Expert warns flu seasons may overlap and stresses need for children to get jabs
Influenza infections are surging and the current season may overlap with an approaching summer spike, an expert has warned, adding the city should discuss including the vaccination on the list of recommended jabs for children.
With flu already claiming the lives of four children this year, Dr Mike Kwan Yat-wah, an honorary associate professor at the University of Hong Kong’s department of paediatrics and adolescent medicine, urged parents to take their children to be vaccinated for better protection.
He said statistics from health authorities showed the number of consultations on flu infections in both general outpatient and private clinics had soared while public hospitals had recently recorded daily full occupancy rates.
“We expect the summer flu season to come next, so it’s possible there will be an overlap between winter and summer flu seasons,” Kwan told a radio programme yesterday.
Since flu infections could persist from the first to second half of the year, there might even be “a series of flu seasons”, he added.
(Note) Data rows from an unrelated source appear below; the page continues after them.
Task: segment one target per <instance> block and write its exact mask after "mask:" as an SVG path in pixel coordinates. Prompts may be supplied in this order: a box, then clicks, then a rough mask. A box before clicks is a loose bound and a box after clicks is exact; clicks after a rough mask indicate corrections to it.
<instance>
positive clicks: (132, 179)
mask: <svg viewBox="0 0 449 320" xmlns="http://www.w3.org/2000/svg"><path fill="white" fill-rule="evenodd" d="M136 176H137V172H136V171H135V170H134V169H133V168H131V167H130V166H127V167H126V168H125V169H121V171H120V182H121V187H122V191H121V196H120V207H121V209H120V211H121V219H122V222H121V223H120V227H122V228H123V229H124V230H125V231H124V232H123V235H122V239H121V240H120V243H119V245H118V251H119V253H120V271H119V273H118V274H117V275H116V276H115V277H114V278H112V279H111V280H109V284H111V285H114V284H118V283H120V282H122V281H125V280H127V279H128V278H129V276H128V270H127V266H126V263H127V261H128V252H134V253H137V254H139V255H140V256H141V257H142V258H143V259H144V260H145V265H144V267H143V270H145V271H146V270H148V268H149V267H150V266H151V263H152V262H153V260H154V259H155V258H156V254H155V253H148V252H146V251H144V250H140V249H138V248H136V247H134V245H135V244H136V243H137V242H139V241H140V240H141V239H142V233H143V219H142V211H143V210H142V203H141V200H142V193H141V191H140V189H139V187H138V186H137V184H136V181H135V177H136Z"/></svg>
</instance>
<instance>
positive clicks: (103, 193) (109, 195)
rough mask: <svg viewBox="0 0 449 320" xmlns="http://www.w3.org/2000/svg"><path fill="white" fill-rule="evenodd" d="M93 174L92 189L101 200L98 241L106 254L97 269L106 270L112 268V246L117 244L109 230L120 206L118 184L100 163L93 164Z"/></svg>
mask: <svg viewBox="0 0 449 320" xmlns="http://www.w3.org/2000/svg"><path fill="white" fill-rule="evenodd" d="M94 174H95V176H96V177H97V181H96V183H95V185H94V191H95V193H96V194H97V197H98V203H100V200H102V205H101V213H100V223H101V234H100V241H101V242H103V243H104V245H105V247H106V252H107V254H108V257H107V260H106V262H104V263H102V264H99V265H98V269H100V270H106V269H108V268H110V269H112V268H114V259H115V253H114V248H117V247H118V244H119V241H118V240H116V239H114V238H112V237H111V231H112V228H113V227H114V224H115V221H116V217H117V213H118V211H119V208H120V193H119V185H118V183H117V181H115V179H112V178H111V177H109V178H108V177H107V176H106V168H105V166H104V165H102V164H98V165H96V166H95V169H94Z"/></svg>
Health authorities urged the public to get flu shots following the death of a third child, warning that more severe cases of respiratory diseases were to be expected.
The fourth case was a six-yearold boy who had no history of poor health and had not received a flu jab. He died on Wednesday. Tests came back positive for influenza A subtype H1. A clinical diagnosis indicated his infection was complicated by encephalopathy, a group of conditions causing brain dysfunction.
The case underscored Kwan’s point that flu infection in children could lead to acute necrotising encephalopathy, which had a mortality rate of 70 per cent or had a chance of causing permanent disability after recovery.
Kwan said the most effective means of protection against flu was vaccination, yet many parents had misconceptions about the vaccines and held back from getting their children inoculated.
Given the severe situation, he said discussion was needed on whether flu shots should be added to the list of recommended jabs for children under the Hong Kong Childhood Immunisation Programme, which he said could help prompt hesitant parents to get their children vaccinated.
The Centre for Health Protection recently warned the flu season would last longer this year because of the low vaccination rate, adding the dominant virus strain had shifted from influenza A subtype H3, found in infections from January to March, to subtype H1 recorded in the most recent cases.